LayerDiff: Exploring Text-guided Multi-layered Composable Image Synthesis via Layer-Collaborative Diffusion Model
摘要
评审与讨论
The authors propose a layer-based diffusion generation paradigm that enables multiple-layer image and mask generation in the diffusion process, leading to greater flexibility and control over the synthesized results. Specifically, an image is divided into one background layer and several foreground layers, each containing one foreground element. With a layer-specific prompt enhancer and a layer-collaborative diffusion model with specially designed inter-layer and intra-layer attention modules, the model is able to generate images and masks of multiple layers. A large-scale dataset with multi-layer images and layer-specific prompts is synthesized for training.
优点
- Valid motivation
- Novel idea of layer-collaborative attention modules
- Well-designed data acquisition pipeline
缺点
- Inadequate experimental results: experimental comparison has only been made with the Stable Diffusion model, yet the results do not convincingly demonstrate the superiority of the proposed method.

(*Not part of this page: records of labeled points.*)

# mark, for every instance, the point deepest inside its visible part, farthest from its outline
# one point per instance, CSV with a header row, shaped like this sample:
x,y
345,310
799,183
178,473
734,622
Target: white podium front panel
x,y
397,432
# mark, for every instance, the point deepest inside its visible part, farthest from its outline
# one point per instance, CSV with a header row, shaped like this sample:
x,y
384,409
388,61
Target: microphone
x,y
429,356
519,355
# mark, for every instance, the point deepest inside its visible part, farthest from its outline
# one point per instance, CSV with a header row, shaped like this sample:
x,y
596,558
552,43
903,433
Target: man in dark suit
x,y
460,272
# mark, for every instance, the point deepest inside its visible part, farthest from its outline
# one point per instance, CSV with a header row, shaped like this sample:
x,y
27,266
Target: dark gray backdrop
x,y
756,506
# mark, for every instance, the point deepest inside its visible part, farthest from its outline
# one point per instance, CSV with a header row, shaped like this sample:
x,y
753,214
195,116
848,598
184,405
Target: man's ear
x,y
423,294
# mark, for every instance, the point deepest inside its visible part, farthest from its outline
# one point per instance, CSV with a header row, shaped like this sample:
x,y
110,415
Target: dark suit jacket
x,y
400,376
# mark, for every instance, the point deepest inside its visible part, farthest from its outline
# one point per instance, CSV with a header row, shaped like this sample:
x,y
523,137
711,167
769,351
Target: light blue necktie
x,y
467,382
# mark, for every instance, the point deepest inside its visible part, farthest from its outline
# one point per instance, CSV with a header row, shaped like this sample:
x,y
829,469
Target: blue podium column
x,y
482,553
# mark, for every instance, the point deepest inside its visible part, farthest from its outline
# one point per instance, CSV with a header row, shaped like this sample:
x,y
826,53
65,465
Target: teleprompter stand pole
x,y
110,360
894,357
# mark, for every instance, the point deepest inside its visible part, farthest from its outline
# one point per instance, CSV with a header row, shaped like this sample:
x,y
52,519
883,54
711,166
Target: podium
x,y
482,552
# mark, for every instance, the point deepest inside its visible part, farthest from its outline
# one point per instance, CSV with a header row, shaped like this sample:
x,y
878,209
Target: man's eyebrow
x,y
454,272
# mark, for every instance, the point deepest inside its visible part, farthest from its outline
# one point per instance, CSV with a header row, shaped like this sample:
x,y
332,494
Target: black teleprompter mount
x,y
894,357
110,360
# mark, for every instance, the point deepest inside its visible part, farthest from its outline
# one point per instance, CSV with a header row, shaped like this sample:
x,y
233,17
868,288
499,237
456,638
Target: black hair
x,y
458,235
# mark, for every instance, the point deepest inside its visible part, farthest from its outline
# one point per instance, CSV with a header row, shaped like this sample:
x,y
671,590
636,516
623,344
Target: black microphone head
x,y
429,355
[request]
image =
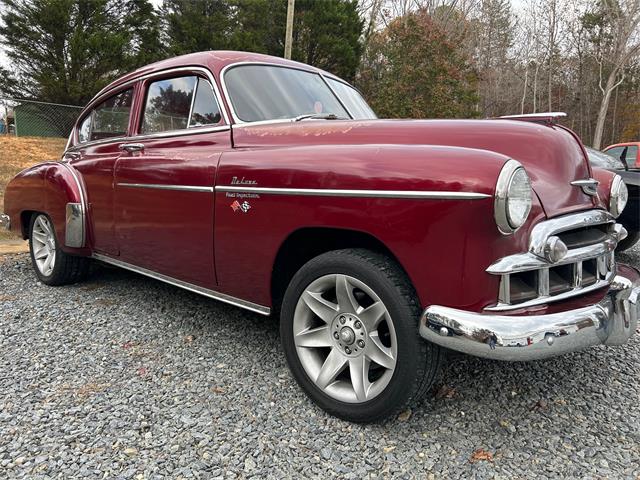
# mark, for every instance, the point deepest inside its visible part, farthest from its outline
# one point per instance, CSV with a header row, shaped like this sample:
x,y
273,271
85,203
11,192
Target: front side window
x,y
108,119
264,92
170,105
352,99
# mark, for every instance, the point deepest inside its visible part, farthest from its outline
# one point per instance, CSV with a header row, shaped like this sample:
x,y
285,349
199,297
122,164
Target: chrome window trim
x,y
161,186
104,92
237,121
83,202
166,134
335,94
222,297
326,192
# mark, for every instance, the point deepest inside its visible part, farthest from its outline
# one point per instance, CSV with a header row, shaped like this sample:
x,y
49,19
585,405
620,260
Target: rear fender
x,y
56,189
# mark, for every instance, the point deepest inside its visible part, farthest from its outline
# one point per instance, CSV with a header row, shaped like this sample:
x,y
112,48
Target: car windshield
x,y
603,160
266,92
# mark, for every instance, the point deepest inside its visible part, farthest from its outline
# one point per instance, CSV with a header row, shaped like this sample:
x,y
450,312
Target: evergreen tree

- Missing comparison with relevant previous work: in Section 1, the authors reference [1] as a relevant previous work utilizing a layer-based synthesis approach. Though it is only capable of two-layered compositions, I think it is necessary to compare the two-layered results of the proposed method with this previous work.
- Missing ablation study on the Layer-Collaborative Attention Block.
[1 ]Xinyang Zhang, Wentian Zhao, Xin Lu, and Jeff Chien. Text2layer: Layered image generation using latent diffusion model. arXiv preprint arXiv:2307.09781, 2023.
问题
- Exceed page limit by two lines
- The main drawback of this paper is that the experimental results do not show the effectiveness of the proposed method. The authors might consider more challenging scenarios that align with the nature of layer-composable image synthesis like object-specific editing in multi-object images or complex compositions to demonstrate the superiority over Stable Diffusion.
- It is mentioned in section 3.1.1 that "There is no overlap between the foreground images and foreground masks, respectively". How is this guaranteed in the generation process? Also in 3.1.1, it says "Those foreground pairs are arranged along the depth information so that they can be stacked from top to bottom and overlaid onto the background image to compose an entire image." However, if the masks are non-overlapping, why does the order matter? And how to get such depth information?
This paper introduce a diffusion model to generate multi-layered composable images. In particular, the text prompt is parsed to layer-wise prompts, based on which the layer images and layer masks are synthesized respectively for each layer. A layer-specific prompt enhancer is introduced to parse the layer-wise prompts, and an inter-layer attention module is used to harmonize information across different layers.
优点
- LayerDiff offers a multi-layer approach towards composable image generation, which can decompose composable image generation to layer-wise tasks.
- This paper demonstrated some qualitative results.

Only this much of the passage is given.